La façon dont nous utilisons les lignes, les formes et les couleurs en relation les unes avec les autres et avec l'espace, nous indique comment nous organisons nos vies. La structure ou le manque de structure dans nos formes est en relation avec nos comportements dans des situations de vie. C'est en réalisant comment nous utilisons notre perception visuelle dans la création de formes d'art que nous pouvons prendre conscience de comment nous pouvons utiliser nos perceptions pour créer une vie plus intégrée. (p.5.)

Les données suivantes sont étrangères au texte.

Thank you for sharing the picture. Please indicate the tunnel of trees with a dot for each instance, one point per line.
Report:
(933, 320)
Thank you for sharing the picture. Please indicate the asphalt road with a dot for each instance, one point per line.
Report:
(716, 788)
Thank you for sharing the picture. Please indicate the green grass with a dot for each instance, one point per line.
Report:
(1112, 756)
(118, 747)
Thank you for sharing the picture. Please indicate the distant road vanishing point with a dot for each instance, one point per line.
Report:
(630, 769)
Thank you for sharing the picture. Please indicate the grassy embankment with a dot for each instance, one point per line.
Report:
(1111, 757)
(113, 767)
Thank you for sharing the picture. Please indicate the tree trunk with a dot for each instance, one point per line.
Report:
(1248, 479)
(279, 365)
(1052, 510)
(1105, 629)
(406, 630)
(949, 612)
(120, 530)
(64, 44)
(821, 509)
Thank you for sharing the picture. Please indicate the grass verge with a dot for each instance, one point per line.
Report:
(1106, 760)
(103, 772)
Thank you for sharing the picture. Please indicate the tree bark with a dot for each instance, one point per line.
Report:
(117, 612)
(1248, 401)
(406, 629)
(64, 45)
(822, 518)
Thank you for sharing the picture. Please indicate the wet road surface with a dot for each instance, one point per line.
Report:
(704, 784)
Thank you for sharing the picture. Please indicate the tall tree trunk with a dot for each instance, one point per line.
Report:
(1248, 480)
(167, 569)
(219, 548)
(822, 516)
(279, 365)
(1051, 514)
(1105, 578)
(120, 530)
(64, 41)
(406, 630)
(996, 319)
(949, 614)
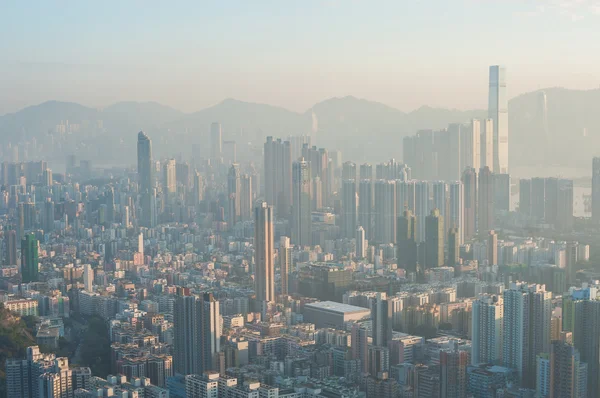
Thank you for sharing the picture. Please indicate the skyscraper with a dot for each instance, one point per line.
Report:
(234, 188)
(471, 144)
(146, 181)
(453, 167)
(216, 140)
(487, 144)
(422, 207)
(596, 190)
(526, 331)
(525, 197)
(434, 240)
(498, 112)
(301, 209)
(264, 276)
(453, 247)
(486, 212)
(568, 373)
(564, 213)
(285, 263)
(453, 373)
(211, 331)
(349, 208)
(538, 198)
(406, 244)
(29, 258)
(456, 207)
(361, 243)
(196, 333)
(385, 212)
(365, 206)
(469, 181)
(581, 316)
(440, 197)
(88, 278)
(381, 314)
(10, 242)
(487, 328)
(246, 197)
(492, 246)
(502, 193)
(170, 177)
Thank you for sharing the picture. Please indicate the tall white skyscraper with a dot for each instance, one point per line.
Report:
(487, 144)
(365, 206)
(141, 244)
(88, 278)
(498, 112)
(349, 208)
(264, 275)
(440, 197)
(302, 199)
(471, 144)
(216, 140)
(361, 243)
(487, 322)
(385, 211)
(526, 329)
(456, 207)
(285, 263)
(422, 208)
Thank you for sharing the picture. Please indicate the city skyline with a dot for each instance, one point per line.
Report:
(134, 80)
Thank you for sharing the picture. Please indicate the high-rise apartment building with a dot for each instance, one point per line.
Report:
(422, 207)
(385, 212)
(29, 259)
(492, 247)
(487, 328)
(471, 144)
(581, 316)
(285, 263)
(216, 141)
(361, 242)
(525, 197)
(526, 332)
(456, 208)
(498, 112)
(146, 181)
(381, 315)
(88, 278)
(487, 144)
(365, 206)
(596, 189)
(406, 244)
(10, 243)
(434, 240)
(302, 207)
(234, 190)
(170, 177)
(349, 208)
(278, 175)
(469, 181)
(264, 276)
(502, 193)
(453, 373)
(485, 203)
(197, 333)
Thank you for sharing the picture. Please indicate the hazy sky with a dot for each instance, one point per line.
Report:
(193, 54)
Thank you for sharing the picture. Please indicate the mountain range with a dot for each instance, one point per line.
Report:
(541, 125)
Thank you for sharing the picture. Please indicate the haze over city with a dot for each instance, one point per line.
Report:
(191, 55)
(316, 199)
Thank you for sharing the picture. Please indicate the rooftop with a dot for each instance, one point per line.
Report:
(333, 306)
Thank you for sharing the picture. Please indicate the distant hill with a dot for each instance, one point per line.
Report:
(363, 130)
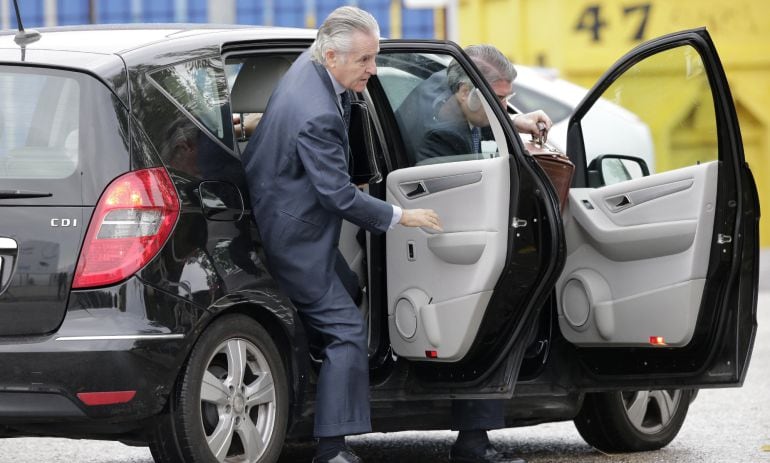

En terminant, je tiens à vous féliciter d'avoir poursuivi votre lecture jusqu'ici, je suis consciente que ce blogue n'est pas une lecture facile. L'art-thérapie se vit plus aisément qu'elle ne s'explique. Venez expérimenter un processus art-thérapeutique et vous saisirez beaucoup mieux en quoi la loi "figure/fond" de l'approche gestaltiste contribue à ce que vos productions artistiques vous livrent leurs messages.

Sara Giard Pagé, A.T.P.Q.

Références :

Masquelier, G. (s.d.) Quʼest-ce que la Gestalt-thérapie ? [Document PDF]. Consulté le 14 avril 2016 à http://iqgt.ca/wordpress/wp-content/uploads/2014/07/Intro-EstCeQueLaGestalt-therapie_GMasquelier.pdf

Rhyne, J. (1984). Gestalt art experience. Monterey: Books/Cole. Traduction libre de Marie Gérin (s.d.) Quelle est l'expérience gestaltiste de l'art? (Chap.1, p.3-9). Texte inédit. Recueil de textes ATH 2001-Initiation à la pratique de l'art-thérapie (session automne 2013). Université du Québec en Abitibi-Témiscamingue.